- Born: 1948 (age 76–77) Głuchołazy, Poland
- Education: Regensburger Domspatzen; Musikhochschule Köln; Musikhochschule München;
- Occupation: Operatic bass-baritone
- Organizations: Bavarian State Opera

= Nikolaus Hillebrand =

German operatic bass-baritone (born 1948)

Nikolaus Hillebrand (born 1948) is a German operatic bass-baritone, who was engaged at the Bavarian State Opera, among others, and appeared at international festivals such as Bayreuth and Taormina. As a boy he was a member of the Regensburger Domspatzen, and returned to record sacred music with the group as a soloist.

== Career ==
Hillebrand was born in Głuchołazy. He was a member of the boys' choir Regensburger Domspatzen, the choir of the Regensburg Cathedral. He studied voice at the Musikhochschule Köln with Rolf Dieter Knoll, and at the Musikhochschule München with Hanno Blaschke. He was engaged at the Lübeck Opera from 1973 where he made his debut. From 1974 he was engaged at the Karlsruhe Opera, and from 1976 for several seasons at the Bavarian State Opera.

Hillebrand performed in 1973 the title role in Rossini's Mosè in Egitto in Israel. He appeared at the Salzburg Festival in Wagner's Die Meistersinger von Nürnberg and in concert. He performed at the Bayreuth Festival first in 1974 as Hans Foltz in Die Meistersinger von Nürnberg. In 1975 he performed additionally the parts of Fafner in Siegfried, a Knight in Parsifal, and the steersman in Tristan und Isolde. Hillebrand appeared as the Doctor in Alban Berg's Wozzeck at the Paris Opera. He appeared as Telramund in Wagner's Lohengrin at the Festival of Taormina in 1991.

In concert, he performed for example the bass solo in parts I to III of Bach's Christmas Oratorio at the Bachwoche Ansbach of 1977, with the Regensburger Domspatzen, Heiner Hopfner as the Evangelist, conducted by Hanns-Martin Schneidt.

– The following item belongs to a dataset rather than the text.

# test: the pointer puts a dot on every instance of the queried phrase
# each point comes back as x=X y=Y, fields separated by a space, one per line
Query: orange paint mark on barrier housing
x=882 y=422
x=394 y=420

Hillebrand has taught at the Richard Strauss Conservatory in Munich.

== Recordings ==
Hillebrand recorded in 1977 Bach's Christmas Oratorio with the Regensburger Domspatzen conducted by Schneidt. In 1979 he recorded the vox Christi (voice of Christ) in Bach's St John Passion with them, in an early production in historically informed performance. A reviewer noted the "aura of calm resignation" that he lend to the part. He recorded in 2009 the Requiem in C minor by Carl Ditters von Dittersdorf with Regensburger Domspatzen, conducted by Georg Ratzinger.